Bismarck puso en práctica su discurso en los años siguientes: tres guerras -contra Dinamarca en 1864, contra Austria en 1866 y contra Francia en 1870- transfirieron a Prusia la autoridad sobre muchos territorios de habla alemana, debilitando al Imperio Austríaco y provocando la caída del Segundo Imperio Francés, sus grandes rivales. Austria se vio aún más debilitada por la pérdida, en favor de Italia, de la Lombardía en 1859 y del Véneto en 1866.
El Segundo Reich
El momento era propicio para consolidar el poder de Prusia y para cristalizar esa unificación a la que el romanticismo alemán aspiraba. Un primer paso fue la creación en 1867 de la Confederación Alemana del Norte, que sustituía a la antigua Confederación Germánica y, que al contrario que esta, podía funcionar como un verdadero estado, con un parlamento nacional -el Reichstag- con amplias competencias legislativas y un Consejo Federal formado por representantes de todos los estados constituyentes. Aunque legalmente era una confederación de estados iguales, otorgaba grandes poderes a la figura del canciller -el propio Bismarck, que pasaría a la historia como “el canciller de hierro”- y, por lo tanto, daba el liderazgo de facto a Prusia.

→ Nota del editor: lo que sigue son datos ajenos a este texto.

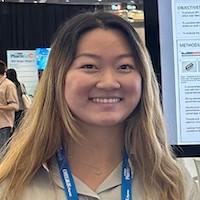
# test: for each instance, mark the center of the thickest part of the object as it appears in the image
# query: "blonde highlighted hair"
(49, 117)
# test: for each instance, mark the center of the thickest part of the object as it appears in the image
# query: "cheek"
(134, 90)
(75, 90)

La aplastante victoria contra Napoleón III en la Guerra franco-prusiana de 1870 dio el impulso final. Bismarck, aprovechando el vigor que ese triunfo daba al nacionalismo alemán, pactó con los representantes de varios estados de la Confederación la concesión de mayores ventajas si accedían a completar la unificación formalmente y a proclamar al rey Guillermo como Kaiser, Emperador de Alemania. En diciembre de ese año el Reichstag aprobó otorgar dicho título al monarca.

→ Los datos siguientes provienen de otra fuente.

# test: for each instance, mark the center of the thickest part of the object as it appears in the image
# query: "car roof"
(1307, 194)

El escenario para la coronación no podía ser mejor: la Galería de los Espejos del Palacio de Versalles, la morada de los grandes reyes franceses en el apogeo de su poder. La fecha escogida tampoco fue casual: el 18 de enero de 1871, el mismo día en el que, en 1701, su antepasado Federico I había sido coronado rey de Prusia, iniciando la historia de la nación que ahora guiaba a la nueva Alemania. La Confederación desapareció para dar lugar al Segundo Imperio alemán, asumiendo que el Primero había sido el Sacro Imperio Romano Germánico, del que se consideraba heredero.

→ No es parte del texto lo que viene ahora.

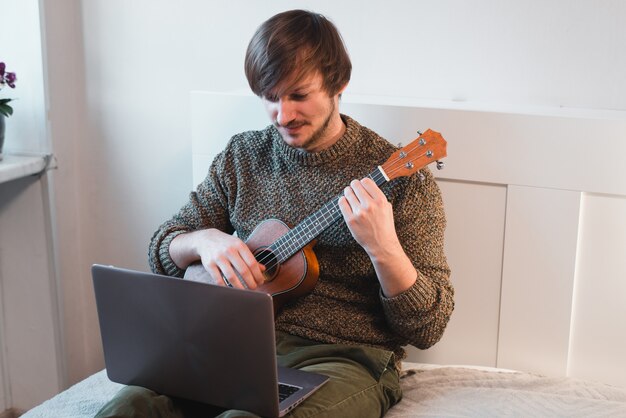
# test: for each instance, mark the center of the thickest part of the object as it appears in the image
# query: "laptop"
(196, 341)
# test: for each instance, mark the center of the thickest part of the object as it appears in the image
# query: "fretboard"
(313, 225)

El nuevo imperio no nacía exento de problemas. El principal fue la llamada Kulturkampf (“lucha cultural”), una consecuencia de la unificación de territorios política y religiosamente diversos. Bismarck era de un anticatolicismo ferviente y partidario del centralismo, algo que chocaba con la población católica y con las aspiraciones de autonomía de los representantes de los distintos territorios. La posición del canciller se vio muy debilitada cuando el nieto del emperador, Guillermo II, tomó las riendas del estado en 1888. El nuevo Kaiser tenía unos proyectos para el país que diferían completamente de los de Bismarck, especialmente en política exterior, y finalmente le forzó a dimitir dos años después. El Segundo Reich aún perduraría hasta 1918, cuando la derrota en la Primera Guerra Mundial forzó su transformación en la frágil República de Weimar.